Abstract: Data Science relies on machine learning/statistics and is a pillar of A.I. Human judgement calls are ubiquitous at every step of a data science life cycle and they are often responsible for the """"dangers"""" of A.I. To maximally mitigate these dangers, we introduce a framework based on three core principles: Predictability, Computability and Stability (PCS), for a veridical (truthful) data science process. The PCS framework unifies, streamlines, and expands on the ideas and best practices of machine learning and statistics. PCS emphasizes reality check through predictability and takes a full account of uncertainty sources in the data science life cycle including those from human judgment calls such as those in data curation/cleaning, and choices of data and algorithms. Consisting of a workflow and documentation, PCS is supported by our software package v-flow (https://github.com/Yu-Group/veridical-flow). As an illustration, we unpack PCS in the context of developing clinical decision rules.

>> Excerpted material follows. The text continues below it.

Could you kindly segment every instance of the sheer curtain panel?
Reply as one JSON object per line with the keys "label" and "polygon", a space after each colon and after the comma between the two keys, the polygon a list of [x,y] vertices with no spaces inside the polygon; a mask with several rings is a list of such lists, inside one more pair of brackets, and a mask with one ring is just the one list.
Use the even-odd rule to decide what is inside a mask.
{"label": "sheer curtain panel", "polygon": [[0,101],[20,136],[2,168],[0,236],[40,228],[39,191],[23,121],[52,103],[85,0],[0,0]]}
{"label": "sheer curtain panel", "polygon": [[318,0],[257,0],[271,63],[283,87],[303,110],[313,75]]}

Bio: Bin Yu is Chancellor’s Professor in the Departments of Statistics and of Electrical Engineering & Computer Sciences at the University of California at Berkeley. Her current research interests focus on statistics and machine learning theory, methodologies, and algorithms for solving high-dimensional data problems. Her group is engaged in interdisciplinary research with scientists from genomics, neuroscience, and remote sensing.

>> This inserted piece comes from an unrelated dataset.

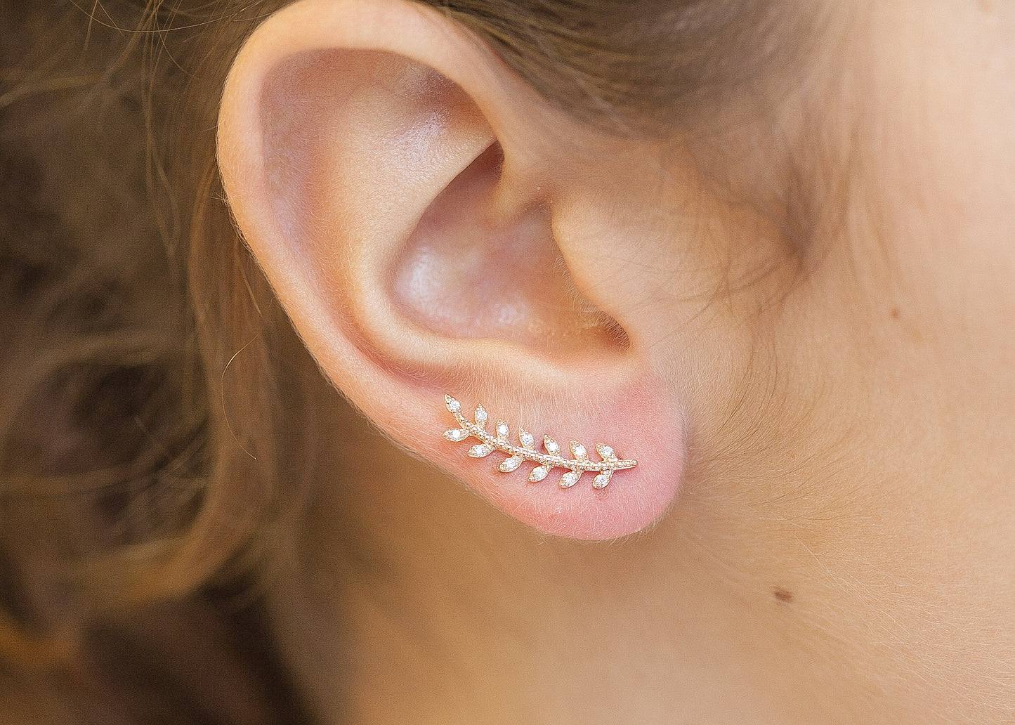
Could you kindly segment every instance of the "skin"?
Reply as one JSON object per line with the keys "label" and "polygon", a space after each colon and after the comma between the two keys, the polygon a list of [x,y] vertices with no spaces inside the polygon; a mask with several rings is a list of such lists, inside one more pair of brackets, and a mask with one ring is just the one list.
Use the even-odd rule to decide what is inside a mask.
{"label": "skin", "polygon": [[[858,2],[692,146],[582,128],[412,5],[270,18],[219,162],[327,379],[270,579],[323,721],[1010,722],[1013,32]],[[527,485],[444,392],[639,466]]]}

She obtained her B.S. degree in Mathematics from Peking University in 1984, her M.A. and Ph.D. degrees in Statistics from the University of California at Berkeley in 1987 and 1990, respectively. She held faculty positions at the University of Wisconsin-Madison and Yale University and was a Member of Technical Staff at Bell Labs, Lucent. She was Chair of Department of Statistics at UC Berkeley from 2009 to 2012, and is a founding co-director of the Microsoft Lab on Statistics and Information Technology at Peking University, China, and Chair of the Scientific Advisory Committee of the Statistical Science Center at Peking University.
She is Member of the U.S. National Academy of Sciences and Fellow of the American Academy of Arts and Sciences. She was a Guggenheim Fellow in 2006, an Invited Speaker at ICIAM in 2011, and the Tukey Memorial Lecturer of the Bernoulli Society in 2012. She was President of IMS (Institute of Mathematical Statistics) in 2013-2014, and will be the Rietz Lecturer of IMS in 2016. She is a Fellow of IMS, ASA, AAAS and IEEE.

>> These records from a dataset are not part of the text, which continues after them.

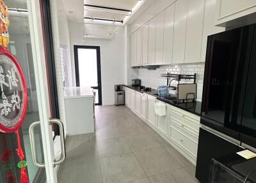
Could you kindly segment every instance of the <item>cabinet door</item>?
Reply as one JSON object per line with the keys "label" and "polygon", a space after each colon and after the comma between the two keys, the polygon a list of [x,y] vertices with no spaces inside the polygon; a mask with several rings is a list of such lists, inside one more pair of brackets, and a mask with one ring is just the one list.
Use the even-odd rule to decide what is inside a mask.
{"label": "cabinet door", "polygon": [[[161,102],[157,100],[157,102]],[[164,102],[163,102],[164,103]],[[157,129],[161,131],[163,134],[167,136],[168,131],[168,110],[169,107],[166,106],[166,115],[164,116],[159,116],[157,115]]]}
{"label": "cabinet door", "polygon": [[185,63],[200,61],[205,0],[189,0]]}
{"label": "cabinet door", "polygon": [[131,105],[131,91],[129,88],[125,88],[125,105],[130,107]]}
{"label": "cabinet door", "polygon": [[187,23],[188,0],[175,3],[173,63],[184,62],[186,30]]}
{"label": "cabinet door", "polygon": [[155,64],[156,60],[156,22],[152,19],[148,24],[148,63]]}
{"label": "cabinet door", "polygon": [[131,35],[131,43],[130,43],[130,64],[131,67],[135,66],[136,63],[137,55],[137,42],[136,42],[136,33],[133,33]]}
{"label": "cabinet door", "polygon": [[148,97],[148,123],[156,125],[156,115],[155,115],[155,100],[156,98]]}
{"label": "cabinet door", "polygon": [[136,111],[140,114],[141,113],[141,93],[136,92]]}
{"label": "cabinet door", "polygon": [[215,10],[216,25],[225,26],[225,22],[232,20],[239,23],[241,22],[236,19],[256,12],[255,0],[216,0],[216,1],[217,3]]}
{"label": "cabinet door", "polygon": [[156,17],[156,61],[155,65],[163,64],[163,47],[164,42],[164,12]]}
{"label": "cabinet door", "polygon": [[148,64],[148,25],[142,28],[142,65]]}
{"label": "cabinet door", "polygon": [[142,29],[140,29],[137,33],[136,44],[136,66],[141,66],[142,63]]}
{"label": "cabinet door", "polygon": [[147,95],[142,95],[141,96],[141,116],[143,119],[147,120]]}
{"label": "cabinet door", "polygon": [[131,109],[135,110],[135,91],[131,90]]}
{"label": "cabinet door", "polygon": [[163,64],[172,63],[175,3],[164,10]]}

She served on the Board of Mathematics Sciences and Applications (BMSA) of NAS and as co-chair of SAMSI advisory committee. She is serving on the Board of Trustees at ICERM and Scientific Advisory Board of IPAM. She has served or is serving on numerous editorial boards, including Journal of Machine Learning Research (JMLR), Annals of Statistics, and Journal of American Statistical Association (JASA).